Methods: A cohort of 37 healthy older adults and 48 with AD participated in this study and completed an auditory oddball task using electroencephalographic equipment with 21 channels (10-20 system). APOE genotyping was obtained by real-time PCR.

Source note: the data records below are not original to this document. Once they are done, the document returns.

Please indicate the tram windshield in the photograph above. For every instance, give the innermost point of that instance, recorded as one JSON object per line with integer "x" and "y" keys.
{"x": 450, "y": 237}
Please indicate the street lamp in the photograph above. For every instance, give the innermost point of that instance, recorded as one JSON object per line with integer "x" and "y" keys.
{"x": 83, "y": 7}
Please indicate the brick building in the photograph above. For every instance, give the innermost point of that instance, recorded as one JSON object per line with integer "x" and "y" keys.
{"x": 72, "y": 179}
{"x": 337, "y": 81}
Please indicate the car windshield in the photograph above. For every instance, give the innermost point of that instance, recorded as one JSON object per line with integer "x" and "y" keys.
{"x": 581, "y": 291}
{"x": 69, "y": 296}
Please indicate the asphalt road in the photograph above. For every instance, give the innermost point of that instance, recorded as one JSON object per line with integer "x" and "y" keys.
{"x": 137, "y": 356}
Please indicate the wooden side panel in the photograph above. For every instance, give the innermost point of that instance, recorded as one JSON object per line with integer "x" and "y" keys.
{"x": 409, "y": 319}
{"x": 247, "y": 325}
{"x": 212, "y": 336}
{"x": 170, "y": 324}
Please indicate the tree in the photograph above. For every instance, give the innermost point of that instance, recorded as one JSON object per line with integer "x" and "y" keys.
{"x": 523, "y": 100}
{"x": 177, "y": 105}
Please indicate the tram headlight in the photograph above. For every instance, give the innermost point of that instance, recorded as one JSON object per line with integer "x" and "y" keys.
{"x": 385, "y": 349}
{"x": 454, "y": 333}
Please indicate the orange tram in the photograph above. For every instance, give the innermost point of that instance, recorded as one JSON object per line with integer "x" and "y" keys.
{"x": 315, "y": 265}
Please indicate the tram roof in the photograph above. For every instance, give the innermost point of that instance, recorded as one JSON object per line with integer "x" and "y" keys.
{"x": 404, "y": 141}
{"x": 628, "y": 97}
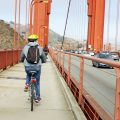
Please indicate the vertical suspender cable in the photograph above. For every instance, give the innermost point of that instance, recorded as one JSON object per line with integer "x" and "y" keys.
{"x": 26, "y": 19}
{"x": 19, "y": 25}
{"x": 66, "y": 23}
{"x": 15, "y": 25}
{"x": 108, "y": 25}
{"x": 117, "y": 22}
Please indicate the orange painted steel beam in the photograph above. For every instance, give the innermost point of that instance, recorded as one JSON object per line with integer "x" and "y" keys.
{"x": 19, "y": 23}
{"x": 40, "y": 24}
{"x": 117, "y": 100}
{"x": 96, "y": 10}
{"x": 14, "y": 44}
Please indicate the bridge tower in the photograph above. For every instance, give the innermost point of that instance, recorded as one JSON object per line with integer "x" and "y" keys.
{"x": 39, "y": 19}
{"x": 96, "y": 11}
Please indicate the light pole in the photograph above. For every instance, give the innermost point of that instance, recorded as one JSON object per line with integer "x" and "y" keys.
{"x": 42, "y": 37}
{"x": 19, "y": 25}
{"x": 33, "y": 2}
{"x": 15, "y": 12}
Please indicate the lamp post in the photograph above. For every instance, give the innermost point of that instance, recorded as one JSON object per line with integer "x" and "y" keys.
{"x": 19, "y": 25}
{"x": 15, "y": 12}
{"x": 33, "y": 2}
{"x": 42, "y": 37}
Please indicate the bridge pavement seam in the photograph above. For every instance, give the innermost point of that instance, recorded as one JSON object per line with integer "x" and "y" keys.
{"x": 73, "y": 105}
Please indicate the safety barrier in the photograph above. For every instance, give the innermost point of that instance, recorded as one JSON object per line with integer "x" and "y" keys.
{"x": 9, "y": 58}
{"x": 74, "y": 68}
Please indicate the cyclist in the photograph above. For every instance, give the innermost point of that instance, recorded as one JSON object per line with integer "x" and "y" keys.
{"x": 31, "y": 55}
{"x": 46, "y": 50}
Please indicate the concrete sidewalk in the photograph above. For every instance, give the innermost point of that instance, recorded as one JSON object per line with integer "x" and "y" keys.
{"x": 14, "y": 103}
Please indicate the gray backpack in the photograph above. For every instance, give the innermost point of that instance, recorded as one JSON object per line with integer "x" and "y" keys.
{"x": 33, "y": 55}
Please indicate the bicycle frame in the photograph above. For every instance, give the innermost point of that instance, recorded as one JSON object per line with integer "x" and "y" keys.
{"x": 32, "y": 91}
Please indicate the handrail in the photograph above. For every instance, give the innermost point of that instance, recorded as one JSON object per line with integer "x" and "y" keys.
{"x": 9, "y": 58}
{"x": 77, "y": 87}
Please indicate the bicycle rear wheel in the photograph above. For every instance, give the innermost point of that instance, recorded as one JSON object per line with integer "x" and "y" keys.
{"x": 32, "y": 96}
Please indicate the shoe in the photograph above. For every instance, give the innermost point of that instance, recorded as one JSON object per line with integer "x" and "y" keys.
{"x": 26, "y": 88}
{"x": 37, "y": 100}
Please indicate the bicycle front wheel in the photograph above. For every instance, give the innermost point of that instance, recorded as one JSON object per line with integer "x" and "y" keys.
{"x": 32, "y": 96}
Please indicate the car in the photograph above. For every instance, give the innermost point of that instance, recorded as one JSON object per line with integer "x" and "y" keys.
{"x": 115, "y": 56}
{"x": 106, "y": 56}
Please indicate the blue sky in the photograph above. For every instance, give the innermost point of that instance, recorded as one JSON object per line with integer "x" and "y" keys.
{"x": 77, "y": 23}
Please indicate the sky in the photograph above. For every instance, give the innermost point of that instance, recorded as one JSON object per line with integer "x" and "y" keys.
{"x": 77, "y": 23}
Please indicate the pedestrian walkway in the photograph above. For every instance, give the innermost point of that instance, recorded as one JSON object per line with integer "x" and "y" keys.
{"x": 14, "y": 103}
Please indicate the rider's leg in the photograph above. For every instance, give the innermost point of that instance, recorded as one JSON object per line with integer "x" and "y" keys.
{"x": 37, "y": 76}
{"x": 28, "y": 76}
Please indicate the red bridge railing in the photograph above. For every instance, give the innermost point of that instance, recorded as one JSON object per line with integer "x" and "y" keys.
{"x": 9, "y": 58}
{"x": 91, "y": 108}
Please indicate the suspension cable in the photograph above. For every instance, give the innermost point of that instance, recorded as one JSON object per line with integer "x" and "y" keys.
{"x": 66, "y": 23}
{"x": 108, "y": 25}
{"x": 117, "y": 22}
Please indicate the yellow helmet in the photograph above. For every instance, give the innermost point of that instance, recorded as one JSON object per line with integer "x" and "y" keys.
{"x": 32, "y": 37}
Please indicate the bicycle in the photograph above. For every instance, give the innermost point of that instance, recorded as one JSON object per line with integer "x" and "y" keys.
{"x": 32, "y": 88}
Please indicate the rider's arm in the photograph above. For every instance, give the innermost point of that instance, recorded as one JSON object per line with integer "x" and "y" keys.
{"x": 22, "y": 57}
{"x": 42, "y": 55}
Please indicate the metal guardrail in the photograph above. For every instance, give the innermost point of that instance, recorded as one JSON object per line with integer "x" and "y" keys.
{"x": 9, "y": 58}
{"x": 91, "y": 108}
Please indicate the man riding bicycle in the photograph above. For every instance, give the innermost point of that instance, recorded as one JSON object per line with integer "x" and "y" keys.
{"x": 33, "y": 56}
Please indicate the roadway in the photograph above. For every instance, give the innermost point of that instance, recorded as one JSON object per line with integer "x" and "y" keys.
{"x": 100, "y": 83}
{"x": 14, "y": 103}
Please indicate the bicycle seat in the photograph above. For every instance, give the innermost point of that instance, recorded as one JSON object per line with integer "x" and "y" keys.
{"x": 33, "y": 72}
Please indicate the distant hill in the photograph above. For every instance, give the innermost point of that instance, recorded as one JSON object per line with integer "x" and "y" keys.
{"x": 7, "y": 36}
{"x": 54, "y": 37}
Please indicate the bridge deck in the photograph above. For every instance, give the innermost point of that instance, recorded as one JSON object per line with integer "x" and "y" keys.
{"x": 14, "y": 103}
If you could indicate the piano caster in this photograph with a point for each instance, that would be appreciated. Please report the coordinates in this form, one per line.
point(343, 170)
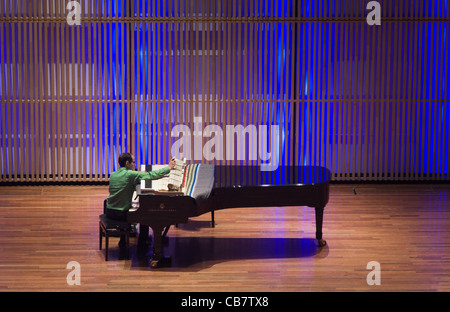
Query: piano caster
point(162, 262)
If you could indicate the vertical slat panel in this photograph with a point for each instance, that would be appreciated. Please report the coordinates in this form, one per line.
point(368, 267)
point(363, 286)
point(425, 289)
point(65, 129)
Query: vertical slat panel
point(369, 102)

Results: AD presented increased P300 latency and lower P300 amplitude, compared to healthy older adults. AD APOE ε4 carriers presented increased P300 latency in F3 (420.7 ± 65.8 ms), F4 (412.0 ± 49.0 ms), C4 (413.0 ± 41.1 ms) and P3 (420.4 ± 55.7 ms) compared to non-carriers (F3 = 382.5 ± 56.8 ms, p < 0.01; F4 = 372.2 ± 56.7 ms, p < 0.01; C4 = 374.2 ± 51.7 ms, p < 0.01; P3 = 384.4 ± 44.4 ms, p < 0.01). Healthy older adults APOE ε4 carriers presented lower Fz amplitude (2.6 ± 1.5 μV) compared to non-carriers (4.9 ± 2.9 μV; p = 0.02). Linear regression analysis showed that being a carrier of APOE ε4 allele remained significantly associated with P300 latency even after adjusting for sex, age, and cognitive grouping. APOE ε4 allele increases P300 latency (95% CI 0.11-0.98; p = 0.02).

Conclusion: APOE ε4 allele negatively impacts cortical activity in both healthy older adults and AD individuals.